Narcisismo em tempo de Quaresma

Refletindo sobre a proposta da Igreja Católica para a Quaresma, a de viver um tempo de sobriedade por meio da oração, do silêncio e da abstinência, e olhando a dificuldade das cidades, inclusive onde moro (que tem 14 mil habitantes somente), indiferente diante desta proposta; olhando perplexo (sempre) aos apelos da mídia em tempo de carnaval, pré-carnaval e pós-carnaval, achei oportuno refletir sobre este tema da Psicologia: o narcisismo. Esse conceito foi mencionado por Freud em 1910.

A Psicologia define o narcisismo quanto às duas fases: conforme o desenvolvimento saudável e o patológico. O desenvolvimento saudável é descrito como narcisismo primário. Este é identificado nos primeiros meses do desenvolvimento do bebê, no relacionamento com os pais, especialmente com a mãe. É elemento constitutivo do amor-próprio e da autoestima; portanto, destinado à autopreservação do sujeito e formação dos laços sociais. Já o narcisismo patológico, é encontrado no estudo das neuroses, perversão e psicose (Araújo, 2010). Assim, o que vemos na mídia, nos tempos atuais, é a manifestação de um narcisismo patológico, marcado pela necessidade de ser visto, notado e curtido. Nas redes sociais, cresce o número de digital influencers, cujo pesadelo é a possibilidade de perder seguidores ou serem cancelados. No carnaval, há uma neurose em relação ao corpo que vai ser exibido nas ruas, praças, avenidas e programas de tevê, tanto em pequenas cidades como em metrópoles.

Gastam-se uma fortuna para realizar cirurgias plásticas, para mudar o formato do corpo.

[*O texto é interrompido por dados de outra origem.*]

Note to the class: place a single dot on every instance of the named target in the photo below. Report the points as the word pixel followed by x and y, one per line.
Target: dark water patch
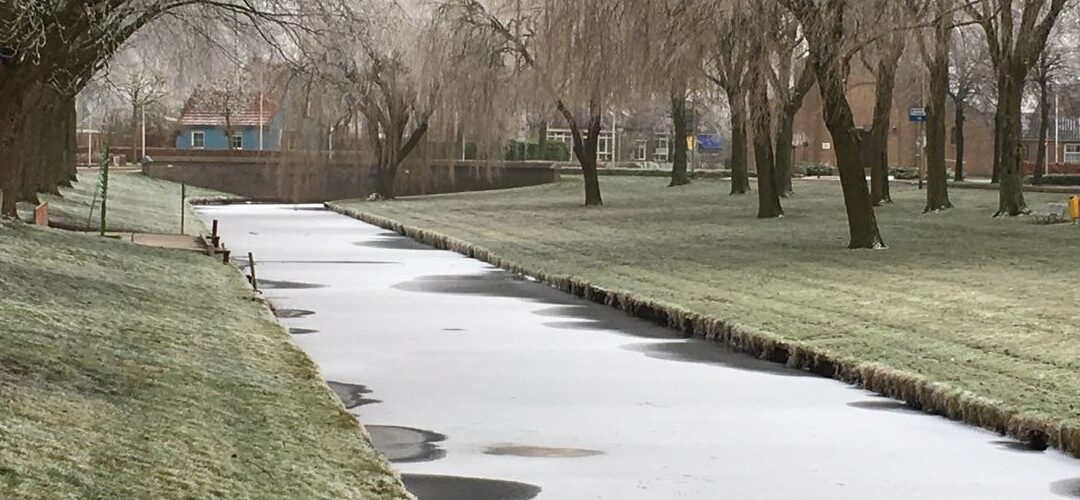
pixel 1066 488
pixel 351 394
pixel 490 284
pixel 592 318
pixel 442 487
pixel 394 242
pixel 540 451
pixel 712 353
pixel 292 312
pixel 564 311
pixel 588 325
pixel 885 404
pixel 287 284
pixel 1017 446
pixel 403 444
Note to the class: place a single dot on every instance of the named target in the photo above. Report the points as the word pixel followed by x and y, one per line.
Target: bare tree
pixel 881 58
pixel 1043 75
pixel 727 64
pixel 933 43
pixel 51 50
pixel 1016 32
pixel 792 78
pixel 967 82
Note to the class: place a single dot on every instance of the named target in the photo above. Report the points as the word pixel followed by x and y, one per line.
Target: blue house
pixel 210 122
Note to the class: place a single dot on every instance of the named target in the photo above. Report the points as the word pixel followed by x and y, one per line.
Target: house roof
pixel 207 108
pixel 1068 127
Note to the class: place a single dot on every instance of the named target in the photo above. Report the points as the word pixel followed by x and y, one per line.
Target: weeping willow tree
pixel 391 89
pixel 51 50
pixel 579 57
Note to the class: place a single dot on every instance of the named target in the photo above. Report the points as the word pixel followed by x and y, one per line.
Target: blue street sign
pixel 917 115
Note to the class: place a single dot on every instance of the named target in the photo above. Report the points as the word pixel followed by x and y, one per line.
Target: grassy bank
pixel 136 203
pixel 129 372
pixel 963 314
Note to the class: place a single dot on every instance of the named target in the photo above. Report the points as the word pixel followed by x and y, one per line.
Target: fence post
pixel 184 196
pixel 251 265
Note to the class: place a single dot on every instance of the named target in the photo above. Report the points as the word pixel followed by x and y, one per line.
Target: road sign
pixel 917 115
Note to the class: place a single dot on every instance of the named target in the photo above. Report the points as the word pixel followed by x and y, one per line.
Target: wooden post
pixel 251 265
pixel 184 196
pixel 41 215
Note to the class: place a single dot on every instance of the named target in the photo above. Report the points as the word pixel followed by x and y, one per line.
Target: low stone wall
pixel 302 179
pixel 917 391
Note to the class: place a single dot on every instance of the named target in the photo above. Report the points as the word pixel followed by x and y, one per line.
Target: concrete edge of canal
pixel 362 431
pixel 913 389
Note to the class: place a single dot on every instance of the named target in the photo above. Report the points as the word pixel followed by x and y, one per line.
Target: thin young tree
pixel 792 79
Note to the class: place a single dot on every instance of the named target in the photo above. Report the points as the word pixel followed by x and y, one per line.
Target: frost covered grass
pixel 136 203
pixel 963 314
pixel 127 372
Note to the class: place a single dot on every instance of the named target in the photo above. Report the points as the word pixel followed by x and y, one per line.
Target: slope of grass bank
pixel 963 314
pixel 136 203
pixel 129 372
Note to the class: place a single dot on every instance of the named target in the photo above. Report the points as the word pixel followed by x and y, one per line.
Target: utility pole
pixel 144 131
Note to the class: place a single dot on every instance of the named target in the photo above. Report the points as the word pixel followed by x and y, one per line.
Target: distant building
pixel 207 123
pixel 1063 139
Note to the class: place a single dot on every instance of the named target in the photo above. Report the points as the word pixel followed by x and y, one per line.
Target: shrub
pixel 811 170
pixel 552 150
pixel 1056 179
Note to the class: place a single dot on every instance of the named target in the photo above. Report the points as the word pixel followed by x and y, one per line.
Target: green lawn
pixel 129 372
pixel 986 307
pixel 136 203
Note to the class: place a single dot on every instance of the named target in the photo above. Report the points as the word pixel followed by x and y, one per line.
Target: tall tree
pixel 576 55
pixel 829 38
pixel 51 50
pixel 966 82
pixel 933 44
pixel 1042 76
pixel 792 79
pixel 881 58
pixel 728 63
pixel 679 135
pixel 768 192
pixel 1016 32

Absurdamente, faz-se harmonização facial em adolescentes de 15 anos, que ainda nem têm o corpo definido pela natureza. Num certo programa de tevê, um jovem brasileiro, que naturalmente corresponde ao padrão de beleza europeu, gastou mais de 100 mil reais para ficar parecido com um boneco chamado Ken. Outra “celebridade” aplicou substâncias gelatinosas nos glúteos para ficar famosa por ter os maiores glúteos do mundo. Outras não aguentam mais o peso dos seios aumentados, têm dores de coluna. Todos estão cientes do risco de morte que correm, mas, mesmo assim, atribuem a Deus a proteção que esperam. Nem percebem que estão brincando de serem Deus, assim como a Eva e o Adão da Bíblia.

Os narcisistas patológicos estão entre nós. Eles estão na sociedade, na política, na religião, na vida consagrada, na vida sacerdotal, no trabalho e dentro de casa, na família. Uma ou outra destas características podem servir para identificá-los: insegurança, sentimento de superioridade, falta de empatia, necessidade constante de admiração e atenção, sensação de ser o centro de tudo e de todos, notável superficialidade, manipulação, grandiosidade, papel de vítima, agressividade, etc.

O período da Quaresma é um tempo que inevitavelmente nos faz refletir sobre esse conceito. Para os cristãos católicos, este é um momento de nos converter, nos fortalecer espiritualmente contra essa patologia que chamamos de uma das tentações de Jesus no deserto: a tentação do ser. Para os nãos católicos ou não cristãos, este momento pode ser chamado de vacina contra esse mal, ou mesmo como antídoto. O fato é que a pedagogia que a Igreja usa, celebrar este tempo litúrgico logo após o carnaval, ajuda-nos a refletir sobre o sentido de nossa vida aqui neste mundo.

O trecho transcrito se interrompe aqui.